NY woman files transvaginal mesh lawsuit against American Medical Systems
A New York woman has filed a lawsuit against American Medical Systems for severe injuries she alleges were caused by the IntePro Large Pore Polypropylene Y-Sling, a transvaginal mesh device used to correct pelvic organ prolapse (POP) and stress urinary incontinence (SUI).
The case, part of the multidistrict litigation (MDL) against American Medical Systems pending in U.S. District Court in Charleston, West Virginia, states that the plaintiff was implanted with the transvaginal mesh device in September 2008 to correct problems associated with stress urinary incontinence and pelvic organ prolapse. Instead of improving her health, however, the mesh device severely injured the patient, the lawsuit alleges.

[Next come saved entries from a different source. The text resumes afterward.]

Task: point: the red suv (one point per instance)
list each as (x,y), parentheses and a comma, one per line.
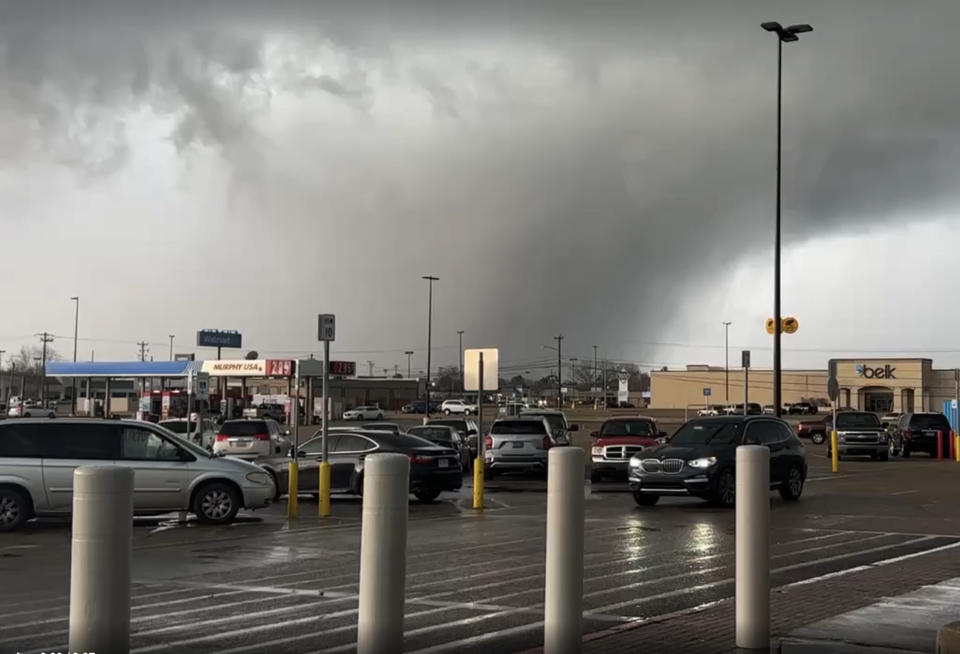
(619,439)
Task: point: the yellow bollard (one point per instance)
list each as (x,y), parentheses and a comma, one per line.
(834,452)
(292,488)
(324,500)
(478,483)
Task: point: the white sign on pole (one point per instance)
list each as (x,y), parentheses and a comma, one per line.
(327,327)
(491,369)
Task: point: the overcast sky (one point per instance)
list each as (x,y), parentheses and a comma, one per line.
(602,170)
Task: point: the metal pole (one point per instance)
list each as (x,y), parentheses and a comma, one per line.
(324,472)
(726,365)
(753,547)
(777,404)
(383,554)
(563,609)
(100,559)
(481,445)
(76,328)
(430,279)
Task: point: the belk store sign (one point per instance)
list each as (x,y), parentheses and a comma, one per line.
(879,372)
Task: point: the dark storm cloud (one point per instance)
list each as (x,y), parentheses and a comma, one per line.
(602,204)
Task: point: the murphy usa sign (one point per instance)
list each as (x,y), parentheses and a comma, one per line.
(880,372)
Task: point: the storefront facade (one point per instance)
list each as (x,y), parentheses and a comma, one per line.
(879,385)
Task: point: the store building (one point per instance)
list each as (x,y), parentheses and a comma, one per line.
(868,384)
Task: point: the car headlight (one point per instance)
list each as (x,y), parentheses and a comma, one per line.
(258,477)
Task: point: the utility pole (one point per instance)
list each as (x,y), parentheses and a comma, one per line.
(726,364)
(460,360)
(44,339)
(559,340)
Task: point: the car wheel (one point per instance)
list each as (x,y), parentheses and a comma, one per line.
(427,496)
(216,503)
(14,509)
(792,486)
(725,491)
(645,499)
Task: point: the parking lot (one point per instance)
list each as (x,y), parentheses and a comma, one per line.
(475,581)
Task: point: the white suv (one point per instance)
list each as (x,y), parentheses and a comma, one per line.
(458,406)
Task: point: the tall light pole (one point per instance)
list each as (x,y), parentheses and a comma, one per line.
(460,360)
(430,280)
(726,360)
(784,35)
(76,327)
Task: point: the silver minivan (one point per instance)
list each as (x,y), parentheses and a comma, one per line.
(38,458)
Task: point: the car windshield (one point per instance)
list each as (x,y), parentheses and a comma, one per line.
(185,444)
(518,427)
(855,420)
(627,428)
(929,421)
(435,434)
(704,432)
(244,428)
(179,426)
(555,420)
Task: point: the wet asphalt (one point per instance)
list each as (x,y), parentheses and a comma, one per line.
(474,580)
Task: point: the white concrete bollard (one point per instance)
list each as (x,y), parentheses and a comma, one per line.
(100,559)
(563,607)
(753,547)
(383,554)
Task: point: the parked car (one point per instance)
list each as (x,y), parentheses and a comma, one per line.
(38,459)
(251,438)
(364,413)
(202,432)
(802,409)
(391,427)
(458,406)
(700,460)
(517,444)
(918,432)
(466,427)
(616,441)
(559,427)
(445,436)
(860,433)
(433,469)
(32,411)
(419,406)
(270,410)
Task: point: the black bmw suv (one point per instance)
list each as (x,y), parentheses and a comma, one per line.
(698,460)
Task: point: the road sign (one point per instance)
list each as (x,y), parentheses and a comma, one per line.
(219,338)
(327,327)
(491,369)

According to the plaintiff’s law firm, the plaintiff experienced a number of health consequences as a direct result of the device, including “significant mental and physical pain and suffering, permanent injury, permanent and substantial physical deformity and loss of her bodily organ system.”
Transvaginal mesh has widely replaced more conventional forms of surgery to shore up pelvic organs that have fallen out of place as a result of weakened pelvic muscles, but mounting injury reports and lawsuits indicate the devices may pose more risks than benefits.
Transvaginal mesh that shifts or breaks apart may erode through the vaginal wall, puncture organs, and cause bleeding and infection – all of which are usually accompanied by intense, often debilitating pain. Some women suffering from transvaginal mesh complications also find that mesh erosion makes sexual intercourse too painful and risky for their male partner, thus straining relationships.
Unfortunately, because the mesh is designed to allow body tissue to grow through its tiny holes, removing the device often requires multiple surgeries. For some women who have been told complete removal of their transvaginal mesh is impossible, a lifetime of pain management is the next best option.